Como não fizeram qualquer diagnóstico da situação e como o problema é causado principalmente pela sua actuação incompetente, os socialistas recorrem aos argumentos da Comissão Europeia (CE) para o tentar disfarçar. Mas a CE funciona como uma estrutura burocrática que ambiciona concentrar poder, e para ter poder sobre estas questões prefere ter que controlar apenas uma entidade, o estado português, em vez de ter de lidar com um poder disseminado por várias ordens profissionais. Por isso há anos que recomenda a alteração das leis que enquadram o funcionamento das ordens profissionais. Realce-se, contudo, que a CE nunca afirmou explicitamente querer retirar a autonomia às ordens. Mas se isso acontecer, tanto melhor, pois será mais fácil transferir o poder para Bruxelas, o objectivo último da sua actuação.
Acresce que as recomendações da CE são para “inglês ver”. Um estudo do Parlamento da UE de 2018 mostra que das 162 recomendações feitas pela CE aos países apenas 3 tiverem uma implementação substancial. Percebe-se porquê. Primeiro, porque são recomendações e não obrigações. Segundo, porque a Comissão Europeia não tem qualquer legitimidade para as impor perante governos democraticamente eleitos.
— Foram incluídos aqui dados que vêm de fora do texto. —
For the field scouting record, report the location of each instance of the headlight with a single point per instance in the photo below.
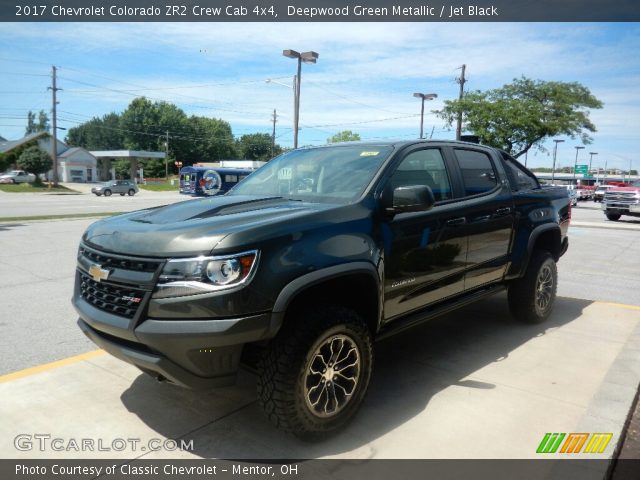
(190, 276)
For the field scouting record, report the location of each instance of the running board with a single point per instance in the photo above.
(404, 323)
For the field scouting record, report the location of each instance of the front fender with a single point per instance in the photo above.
(300, 284)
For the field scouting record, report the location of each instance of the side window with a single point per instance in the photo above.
(424, 167)
(519, 178)
(477, 170)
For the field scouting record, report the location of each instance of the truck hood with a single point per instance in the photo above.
(195, 227)
(623, 189)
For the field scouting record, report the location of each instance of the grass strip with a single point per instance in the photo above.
(57, 217)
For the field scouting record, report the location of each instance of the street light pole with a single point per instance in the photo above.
(575, 165)
(591, 154)
(306, 57)
(424, 96)
(555, 152)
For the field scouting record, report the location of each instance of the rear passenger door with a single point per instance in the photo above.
(487, 208)
(425, 252)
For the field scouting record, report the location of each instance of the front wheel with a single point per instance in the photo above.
(531, 297)
(315, 373)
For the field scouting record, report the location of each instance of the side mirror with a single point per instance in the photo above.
(412, 198)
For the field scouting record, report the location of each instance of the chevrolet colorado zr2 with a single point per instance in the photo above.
(310, 260)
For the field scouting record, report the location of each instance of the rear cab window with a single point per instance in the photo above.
(424, 167)
(477, 171)
(519, 177)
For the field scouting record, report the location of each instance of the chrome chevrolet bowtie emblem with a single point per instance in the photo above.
(98, 273)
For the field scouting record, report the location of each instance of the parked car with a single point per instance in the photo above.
(585, 192)
(598, 196)
(207, 181)
(123, 187)
(17, 176)
(311, 259)
(620, 201)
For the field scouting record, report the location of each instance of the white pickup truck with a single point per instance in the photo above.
(17, 176)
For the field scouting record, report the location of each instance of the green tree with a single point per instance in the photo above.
(41, 125)
(524, 113)
(257, 146)
(35, 160)
(344, 136)
(98, 134)
(210, 139)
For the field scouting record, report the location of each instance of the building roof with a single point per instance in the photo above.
(71, 152)
(126, 154)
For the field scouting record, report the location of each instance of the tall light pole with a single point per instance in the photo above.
(292, 87)
(424, 96)
(591, 154)
(306, 57)
(555, 153)
(461, 80)
(575, 165)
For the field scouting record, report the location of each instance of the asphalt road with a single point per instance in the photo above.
(37, 264)
(32, 204)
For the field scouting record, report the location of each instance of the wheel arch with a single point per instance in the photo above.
(353, 285)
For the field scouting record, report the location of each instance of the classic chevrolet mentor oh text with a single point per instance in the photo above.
(313, 257)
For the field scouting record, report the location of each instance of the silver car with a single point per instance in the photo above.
(122, 187)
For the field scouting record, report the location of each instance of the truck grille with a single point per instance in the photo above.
(624, 198)
(117, 262)
(115, 299)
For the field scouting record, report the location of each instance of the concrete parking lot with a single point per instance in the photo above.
(474, 384)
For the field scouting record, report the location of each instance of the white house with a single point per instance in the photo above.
(75, 164)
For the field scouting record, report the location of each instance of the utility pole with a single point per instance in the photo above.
(555, 153)
(166, 156)
(273, 133)
(461, 80)
(54, 139)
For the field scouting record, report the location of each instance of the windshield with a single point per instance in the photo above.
(330, 174)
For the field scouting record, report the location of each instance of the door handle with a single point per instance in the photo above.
(456, 221)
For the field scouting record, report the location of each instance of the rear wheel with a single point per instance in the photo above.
(315, 374)
(531, 297)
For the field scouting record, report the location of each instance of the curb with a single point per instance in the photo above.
(608, 225)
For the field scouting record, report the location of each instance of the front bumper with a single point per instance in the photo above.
(198, 354)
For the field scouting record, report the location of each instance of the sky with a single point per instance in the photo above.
(364, 79)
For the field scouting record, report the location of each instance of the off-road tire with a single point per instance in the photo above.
(531, 297)
(287, 371)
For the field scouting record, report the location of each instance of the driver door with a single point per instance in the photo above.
(425, 252)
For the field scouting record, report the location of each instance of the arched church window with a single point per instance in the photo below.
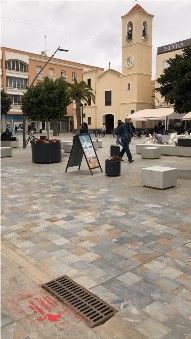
(145, 30)
(129, 30)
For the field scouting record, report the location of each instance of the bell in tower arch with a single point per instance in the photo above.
(129, 31)
(144, 32)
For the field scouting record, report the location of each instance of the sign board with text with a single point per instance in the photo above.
(83, 146)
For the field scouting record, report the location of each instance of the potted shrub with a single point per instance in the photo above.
(48, 101)
(7, 139)
(113, 166)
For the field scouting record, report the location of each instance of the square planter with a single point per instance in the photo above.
(10, 143)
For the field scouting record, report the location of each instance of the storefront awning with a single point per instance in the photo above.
(152, 113)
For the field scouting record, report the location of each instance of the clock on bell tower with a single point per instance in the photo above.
(137, 56)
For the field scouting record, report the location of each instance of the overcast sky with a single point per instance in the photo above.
(91, 30)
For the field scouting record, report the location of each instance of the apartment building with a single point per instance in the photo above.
(164, 53)
(19, 68)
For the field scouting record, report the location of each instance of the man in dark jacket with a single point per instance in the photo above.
(124, 132)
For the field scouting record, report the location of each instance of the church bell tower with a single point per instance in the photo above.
(137, 57)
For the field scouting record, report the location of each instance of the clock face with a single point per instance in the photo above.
(130, 61)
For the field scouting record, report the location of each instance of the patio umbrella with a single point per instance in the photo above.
(187, 116)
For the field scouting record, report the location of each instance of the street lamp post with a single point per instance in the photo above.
(24, 115)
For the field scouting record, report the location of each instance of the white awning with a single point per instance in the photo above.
(187, 116)
(152, 113)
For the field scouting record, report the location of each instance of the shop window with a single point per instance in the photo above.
(16, 65)
(107, 98)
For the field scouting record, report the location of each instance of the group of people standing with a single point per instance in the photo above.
(124, 133)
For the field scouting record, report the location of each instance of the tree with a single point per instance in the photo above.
(5, 105)
(80, 91)
(46, 101)
(176, 82)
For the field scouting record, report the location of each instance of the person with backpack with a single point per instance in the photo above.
(124, 132)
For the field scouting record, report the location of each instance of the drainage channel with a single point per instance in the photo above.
(91, 308)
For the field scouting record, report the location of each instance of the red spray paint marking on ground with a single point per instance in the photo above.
(51, 317)
(46, 303)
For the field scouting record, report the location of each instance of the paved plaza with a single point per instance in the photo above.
(130, 245)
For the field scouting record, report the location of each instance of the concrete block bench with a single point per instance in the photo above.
(168, 149)
(6, 152)
(184, 142)
(9, 143)
(139, 147)
(183, 151)
(159, 177)
(151, 153)
(99, 143)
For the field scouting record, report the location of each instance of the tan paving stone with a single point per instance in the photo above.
(119, 329)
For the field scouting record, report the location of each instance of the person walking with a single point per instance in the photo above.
(124, 133)
(118, 139)
(15, 129)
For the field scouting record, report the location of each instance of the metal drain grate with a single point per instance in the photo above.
(94, 311)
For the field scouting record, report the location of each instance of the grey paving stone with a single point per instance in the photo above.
(153, 329)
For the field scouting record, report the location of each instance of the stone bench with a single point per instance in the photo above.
(10, 143)
(183, 151)
(165, 139)
(6, 152)
(151, 153)
(99, 143)
(159, 177)
(167, 149)
(184, 142)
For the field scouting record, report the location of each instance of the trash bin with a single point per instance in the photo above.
(112, 167)
(114, 150)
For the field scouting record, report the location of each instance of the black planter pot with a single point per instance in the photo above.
(112, 168)
(42, 137)
(114, 150)
(46, 153)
Segunda função importante: Autonomia no serviço à sociedade
A segunda função importante é que as ordens profissionais são entidades representativas de um grupo e velam autonomamente pelos interesses desse grupo. Ao actuarem como grupo de interesse, são como os sindicatos ou os partidos políticos. E é nesse âmbito de autonomia que as ordens servem a sociedade, actuando de uma forma que dispensa o estado. Não há nada mais saudável para o funcionamento de uma sociedade livre e democrática do que a separação de poderes, e esta é também uma forma de limitar o poder do estado, uma vez que as ordens estão nas mãos de elementos da sociedade civil e fora do controlo dos burocratas e dos políticos eleitos.
Ou seja, as ordens representam interesses da sociedade e não os interesses do estado, que está separado da sociedade e deve existir para a servir. E este é o problema. É esta autonomia que dispensa o estado, ou mais exactamente a sua destruição, que motiva o Partido Socialista no ataque que está a fazer às ordens profissionais.
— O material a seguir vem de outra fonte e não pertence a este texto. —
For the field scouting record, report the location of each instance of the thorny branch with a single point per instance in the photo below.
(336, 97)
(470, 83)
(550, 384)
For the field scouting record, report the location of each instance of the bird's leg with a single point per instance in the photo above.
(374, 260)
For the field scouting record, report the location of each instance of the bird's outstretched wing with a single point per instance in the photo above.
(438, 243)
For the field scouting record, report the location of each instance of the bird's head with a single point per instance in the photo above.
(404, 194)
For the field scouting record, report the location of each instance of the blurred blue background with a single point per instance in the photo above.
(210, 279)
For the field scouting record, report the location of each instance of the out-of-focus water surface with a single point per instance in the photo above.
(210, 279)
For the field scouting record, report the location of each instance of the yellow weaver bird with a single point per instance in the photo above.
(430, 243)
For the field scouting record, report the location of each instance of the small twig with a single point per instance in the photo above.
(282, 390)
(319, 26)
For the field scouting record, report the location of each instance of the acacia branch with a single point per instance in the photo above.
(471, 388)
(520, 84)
As ordens são um nicho de liberdade ao resistirem às tentativas de controlo colectivista por parte de socialistas e de sindicatos. Demonstraram-no recentemente em diversas ocasiões, como na denúncia do escândalo que foi a tentativa dos autarcas socialistas em serem vacinados para o Covid-19 antes das pessoas idosas e vulneráveis à doença. Ou o escândalo ainda maior que foi o número de idosos que morreram em Reguengos de Monsaraz por incompetência do estado, como o Bastonários dos Médicos aqui recorda.
É esta recusa em deixar-se subjugar pelo estado e pelo poder político, e é o papel que assumiram recentemente de critica certeira à incompetência governativa, de certa forma ocupando o lugar de sindicatos que se calaram perante as “ofertas” que receberam do governo, que ordens como a dos Médicos, dos Enfermeiros, dos Engenheiros e outras servem a sociedade portuguesa e são extremamente importantes para que ela seja livre.
Ao negarem o argumento demagógico da “vontade geral” socialista, em que o colectivo impõe a sua vontade independentemente de qual seja a preferência das pessoas livres, estão a prestar um serviço à sociedade.
Mas isso vai contra a essência do socialismo, que é por natureza, nunca nos esqueçamos, antidemocrático e ambiciona dominar a sociedade. E esta é a verdadeira razão da proposta de lei apresentada pelos socialistas.P. S. As declarações do Primeiro-Ministro esta semana no Parlamento dão a entender que outro ataque se prepara, desta feita às autoridades de concorrência. Costa está desesperado por causa do orçamento, mas isso não justifica tamanha irresponsabilidade.